Enthusiasts of the paranormal, abnormal and supernatural gathered Saturday at Crump Theatre in Columbus, Ind., to share their experiences with the occult at Paranormal Fest.

Visitors felt their way through the dimly lit house to meet groups of paranormal investigators, paranormal-themed radio talk show hosts, local haunted house promoters dressed as horror film characters and producers of occult fiction.

Festival organizer Randy Hubbard said he was anxious to share his interest in the paranormal with visitors and happy to oblige skeptics and believers alike.

“My goal today was to let these celebrities and others lay their evidence out and let you decide,” Hubbard said.
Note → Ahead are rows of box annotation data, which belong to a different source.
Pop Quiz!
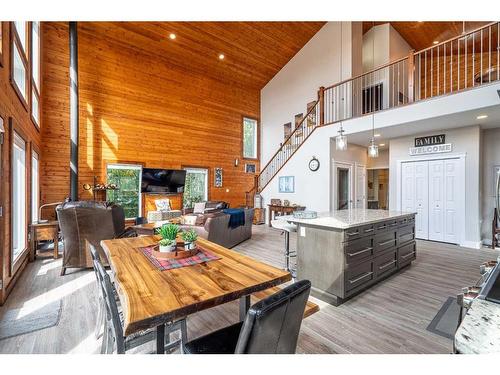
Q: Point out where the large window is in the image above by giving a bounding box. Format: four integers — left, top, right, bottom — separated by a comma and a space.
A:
31, 22, 40, 127
11, 21, 29, 105
183, 168, 208, 208
106, 164, 142, 219
11, 132, 27, 264
31, 151, 40, 223
243, 117, 258, 159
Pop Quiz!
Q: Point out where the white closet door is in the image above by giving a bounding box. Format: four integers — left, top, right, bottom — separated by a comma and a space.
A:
355, 164, 366, 209
429, 160, 445, 242
443, 159, 465, 243
415, 161, 429, 240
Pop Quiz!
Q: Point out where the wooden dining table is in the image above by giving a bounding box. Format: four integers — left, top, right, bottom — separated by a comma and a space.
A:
101, 236, 291, 353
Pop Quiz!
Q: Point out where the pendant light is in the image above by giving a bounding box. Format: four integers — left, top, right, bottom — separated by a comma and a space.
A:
332, 22, 347, 151
335, 122, 347, 151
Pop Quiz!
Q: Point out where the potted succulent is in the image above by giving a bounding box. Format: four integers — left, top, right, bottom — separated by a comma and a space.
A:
157, 224, 179, 253
181, 229, 198, 250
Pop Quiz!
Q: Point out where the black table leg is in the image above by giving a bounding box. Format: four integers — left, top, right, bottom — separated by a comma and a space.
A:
156, 324, 165, 354
240, 295, 250, 321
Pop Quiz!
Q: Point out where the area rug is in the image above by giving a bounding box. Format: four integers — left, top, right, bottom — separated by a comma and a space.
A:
427, 297, 460, 340
0, 300, 62, 340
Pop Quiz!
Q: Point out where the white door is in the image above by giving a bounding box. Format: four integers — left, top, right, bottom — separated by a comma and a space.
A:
429, 160, 445, 242
443, 159, 465, 243
354, 164, 366, 209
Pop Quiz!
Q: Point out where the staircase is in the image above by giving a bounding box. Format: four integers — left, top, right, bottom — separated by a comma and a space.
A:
246, 22, 500, 207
Brett Pittman, editor of, said both believers and skeptics had a place at Paranormal Fest.

“I think there is a marriage between entertainment and the paranormal,” Pittman said. “It brings awareness to the people who wouldn’t normally visit.”

Headlining the list of guests was Indiana horror legend Bob Carter, known for his TV portrayal of Sammy Terry, a red-hooded ghoul who introduced horror films. Carter’s show went off the air in the 1980s, but he still gathers admirers at his events.
Carter said self-gratification is his reward from a show.

“I have the opportunity still to entertain so many and get a groan or a laugh – anything but a boo,” he said. “If you aren’t an entertainer, you could never understand the fulfillment.”

Pittman said reminiscence of the show is magnified through its local charm.

“It’s almost like Sammy had a larger impression on these small communities because we didn’t have anything else,” Pittman said.

Michael Monahan, associate producer of horror documentary “American Scary,” lives in San Francisco but said he anticipated his trip to Paranormal Fest.

“The Midwest makes me think back to Nathaniel Hawthorne’s ‘Legend of Sleepy Hollow’ – you’re carrying a lantern through the woods with shadows dancing in the trees, and you hear weird noises,” he said.

Monahan said the Midwest tradition of story-telling is well-suited to living on because many places look the same as they did 200 years ago.

“I think the Midwest has held onto those stories because there’s still a lot of that same feeling,” Monahan said. “There’s still a lot of space between one town and the next, that sense of openness, nothingness in between.”

Monahan said ghost stories track an area’s history through folklore and apply a certain mood to local tradition.

“Here, it’s integrated into the fabric of the town. There are houses next to the cemeteries,” he said. “That feeling means something. It has an effect on the stories.”

In the end, for Monahan, it’s not about who is haunting but how well they haunt.

“At the heart of it, whether it’s fact or fiction,” he said, “it’s a ghost story, and people like to be frightened.”